Lipid-free and HDL-associated ApoA-I Exhibit Distinct Patterns of Regiospecific Tyrosine Nitration by ONOO⁻ and MPO

SRM revealed that when lipid-free apoA-I was exposed to reagent ONOO⁻ (Fig. 3A) or the MPO-H₂O₂-nitrite system (Fig. 3B), the predominant tyrosine nitration site was Tyr-192 (p = 0.02 versus Tyr-100 for ONOO⁻ and p = 0.049 versus Tyr-115 for MPO-system, respectively). At a 10:1 molar ratio of oxidant, ∼50% of Tyr-192 was nitrated by ONOO⁻, and ∼20% was nitrated by MPO. A much lower level (<10%) of nitration was observed at the other tyrosine residues (Fig. 3, A and B). Reagent ONOO⁻ was a more selective nitrating agent than the MPO-H₂O₂-nitrite system (Fig. 3). These findings indicate that the predominant nitration site in lipid-free apoA-I by either source of reactive nitrogen species is Tyr-192 (20, 64).

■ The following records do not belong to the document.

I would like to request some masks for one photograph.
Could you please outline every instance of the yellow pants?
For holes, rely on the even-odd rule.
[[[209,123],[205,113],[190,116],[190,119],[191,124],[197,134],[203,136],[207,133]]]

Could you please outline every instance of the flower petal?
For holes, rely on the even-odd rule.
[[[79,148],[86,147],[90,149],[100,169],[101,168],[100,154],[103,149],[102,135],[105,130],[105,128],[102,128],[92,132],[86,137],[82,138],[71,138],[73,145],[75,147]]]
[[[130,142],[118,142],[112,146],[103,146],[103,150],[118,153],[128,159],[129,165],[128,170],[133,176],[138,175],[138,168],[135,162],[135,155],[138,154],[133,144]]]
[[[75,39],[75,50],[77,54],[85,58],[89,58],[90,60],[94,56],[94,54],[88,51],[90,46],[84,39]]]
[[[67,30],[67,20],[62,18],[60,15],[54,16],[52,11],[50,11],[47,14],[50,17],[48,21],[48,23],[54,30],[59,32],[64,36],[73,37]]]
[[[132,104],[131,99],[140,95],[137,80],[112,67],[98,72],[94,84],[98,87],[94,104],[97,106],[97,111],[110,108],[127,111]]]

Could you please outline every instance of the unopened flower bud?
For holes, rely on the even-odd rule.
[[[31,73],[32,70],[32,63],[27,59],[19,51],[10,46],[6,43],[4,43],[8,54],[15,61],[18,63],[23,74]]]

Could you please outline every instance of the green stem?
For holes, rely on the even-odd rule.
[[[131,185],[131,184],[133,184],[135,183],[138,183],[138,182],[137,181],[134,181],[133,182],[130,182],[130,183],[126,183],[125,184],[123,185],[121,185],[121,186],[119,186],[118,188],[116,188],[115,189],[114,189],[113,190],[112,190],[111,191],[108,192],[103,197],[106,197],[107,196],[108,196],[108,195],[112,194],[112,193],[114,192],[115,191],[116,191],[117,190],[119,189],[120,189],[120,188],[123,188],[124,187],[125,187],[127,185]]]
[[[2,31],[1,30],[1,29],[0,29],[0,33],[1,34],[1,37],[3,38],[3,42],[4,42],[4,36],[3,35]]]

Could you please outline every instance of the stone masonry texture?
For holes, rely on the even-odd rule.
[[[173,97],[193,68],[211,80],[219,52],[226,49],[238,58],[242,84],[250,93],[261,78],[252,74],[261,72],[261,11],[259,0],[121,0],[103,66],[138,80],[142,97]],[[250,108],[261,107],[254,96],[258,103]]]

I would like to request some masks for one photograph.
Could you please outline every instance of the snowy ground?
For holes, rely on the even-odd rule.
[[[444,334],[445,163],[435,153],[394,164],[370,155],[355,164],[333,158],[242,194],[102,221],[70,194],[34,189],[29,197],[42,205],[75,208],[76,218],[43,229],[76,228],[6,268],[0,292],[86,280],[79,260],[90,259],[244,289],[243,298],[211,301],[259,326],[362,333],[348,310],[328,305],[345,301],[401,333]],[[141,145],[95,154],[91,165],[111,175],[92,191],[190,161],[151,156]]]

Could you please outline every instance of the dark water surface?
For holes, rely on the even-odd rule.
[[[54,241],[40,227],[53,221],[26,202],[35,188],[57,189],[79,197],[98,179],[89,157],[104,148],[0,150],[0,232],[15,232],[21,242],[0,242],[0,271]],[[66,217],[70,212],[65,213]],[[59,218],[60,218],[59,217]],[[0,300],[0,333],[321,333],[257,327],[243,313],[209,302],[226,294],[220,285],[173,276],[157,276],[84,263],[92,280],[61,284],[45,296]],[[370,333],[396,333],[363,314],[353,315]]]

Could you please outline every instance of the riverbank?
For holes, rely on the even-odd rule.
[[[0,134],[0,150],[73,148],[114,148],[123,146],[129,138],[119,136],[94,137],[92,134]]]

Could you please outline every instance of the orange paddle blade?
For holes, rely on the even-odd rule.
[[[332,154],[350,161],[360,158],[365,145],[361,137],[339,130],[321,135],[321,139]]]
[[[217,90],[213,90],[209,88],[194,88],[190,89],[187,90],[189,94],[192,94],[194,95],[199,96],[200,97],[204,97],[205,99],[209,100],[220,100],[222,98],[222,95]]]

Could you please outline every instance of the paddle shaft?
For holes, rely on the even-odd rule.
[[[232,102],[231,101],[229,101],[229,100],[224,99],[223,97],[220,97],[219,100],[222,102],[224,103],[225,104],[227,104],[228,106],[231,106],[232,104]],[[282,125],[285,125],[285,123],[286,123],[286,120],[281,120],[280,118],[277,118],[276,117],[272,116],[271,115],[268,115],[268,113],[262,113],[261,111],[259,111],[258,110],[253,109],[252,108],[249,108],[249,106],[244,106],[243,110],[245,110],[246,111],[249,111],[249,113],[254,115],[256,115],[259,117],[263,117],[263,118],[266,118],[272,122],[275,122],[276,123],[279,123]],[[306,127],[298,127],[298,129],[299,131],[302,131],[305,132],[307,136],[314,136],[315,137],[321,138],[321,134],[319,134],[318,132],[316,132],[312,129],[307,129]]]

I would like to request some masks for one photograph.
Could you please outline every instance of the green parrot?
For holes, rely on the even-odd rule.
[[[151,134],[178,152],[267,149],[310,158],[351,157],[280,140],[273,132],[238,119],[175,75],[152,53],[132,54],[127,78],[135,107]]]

FIGURE 3. — **On exposure to the MPO-H₂O₂-NaNO₂ system, Tyr-192 is the major nitration target in apoA-I, but Tyr-18 is the major target when apoA-I is associated with HDL.** Lipid-free apoA-I (10 μm) (A and B) or HDL₃ (0.5 mg/ml, ∼12.5 μm apoA-I) (C and D) was exposed to 100 or 180 μm ONOO⁻, respectively (A and C), or to 100 or 180 μm H₂O₂, respectively, in the MPO-H₂O₂-nitrite system (B and D) for 60 min at 37 °C in phosphate buffer (20 mm sodium phosphate, 100 μm DTPA, pH 7.4). The MPO system was supplemented with 100 nm enzyme and 200 μm sodium nitrite. The reaction was terminated with l-methionine. A tryptic digest of apoA-I or HDL₃ was analyzed by isotope dilution SRM. Four transitions were selected for each Tyr-containing precursor and product peptide to quantify the product yields of nitrated tyrosine residues. Product yield of 3-nitrotyrosine was calculated as described under “Experimental Procedures.” Results are the means ± S.D. from three independent experiments.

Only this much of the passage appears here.